"Global average sea level has risen since 1961 at an average rate of 1.8 mm/yr and since 1993 at 3.1 mm/yr, with contributions from thermal expansion, melting glaciers and ice caps, and the polar ice sheets", according to the summary for policymakers, which warns that the earth's atmosphere already contains enough CO2 to raise sea levels by nearly 1.5 metres over the next millenium.
The summary also warns about a 5% drop in global GDP, a 50% reduction in African crop yields, destruction of the Amazon rainforest, widespread droughts, desertification, flooding and fierce storms.

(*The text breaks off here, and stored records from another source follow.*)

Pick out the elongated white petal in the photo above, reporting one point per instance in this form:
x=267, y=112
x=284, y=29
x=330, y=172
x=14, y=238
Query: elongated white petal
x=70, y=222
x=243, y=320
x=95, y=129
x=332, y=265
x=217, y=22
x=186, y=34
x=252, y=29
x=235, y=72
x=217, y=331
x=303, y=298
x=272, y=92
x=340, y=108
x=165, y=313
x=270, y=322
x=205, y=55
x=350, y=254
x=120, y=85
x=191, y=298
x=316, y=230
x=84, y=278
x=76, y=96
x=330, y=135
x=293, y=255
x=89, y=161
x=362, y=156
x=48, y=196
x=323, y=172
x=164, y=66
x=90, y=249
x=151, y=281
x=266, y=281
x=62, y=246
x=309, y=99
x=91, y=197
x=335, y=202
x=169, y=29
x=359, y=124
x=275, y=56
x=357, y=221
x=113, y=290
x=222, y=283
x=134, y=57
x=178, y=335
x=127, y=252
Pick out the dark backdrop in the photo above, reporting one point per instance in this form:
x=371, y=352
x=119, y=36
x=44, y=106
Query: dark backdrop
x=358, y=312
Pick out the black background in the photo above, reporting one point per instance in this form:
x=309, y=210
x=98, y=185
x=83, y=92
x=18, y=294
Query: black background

Growth in global CO2 emissions must be curbed within seven years in order to prevent the extinction of 25% of the world's species, according to the IPCC. But some critics argue the IPCC's findings are out-of-date and too 'optimistic', and warn of impending climate-related catastrophes.
Ban Ki Moon, UN Secretary General, who conducted a global tour of climate change 'hot spots' before speaking to the IPCC, called on the US and China to "play a more constructive role" in reducing CO2 emissions.
US and Chinese leaders will meet with their European and international counterparts in Bali to begin official talks on a global regime to deal with climate change.
The EU, which has a series of climate-change policies in place since 2000 and which considers its Emissions Trading Scheme (EU ETS) to be a flagship initiative, is hoping the Bali talks will produce a mandate to negotiate a successor to the Kyoto Protocol, set to expire in 2013.
But the US, which never ratified the Kyoto Protocol, has consistently expressed its opposition to binding CO2 emissions cuts imposed at international level, and China has argued that its development should not be stifled and that industrialised nations bear a greater historical responsibility for global warming.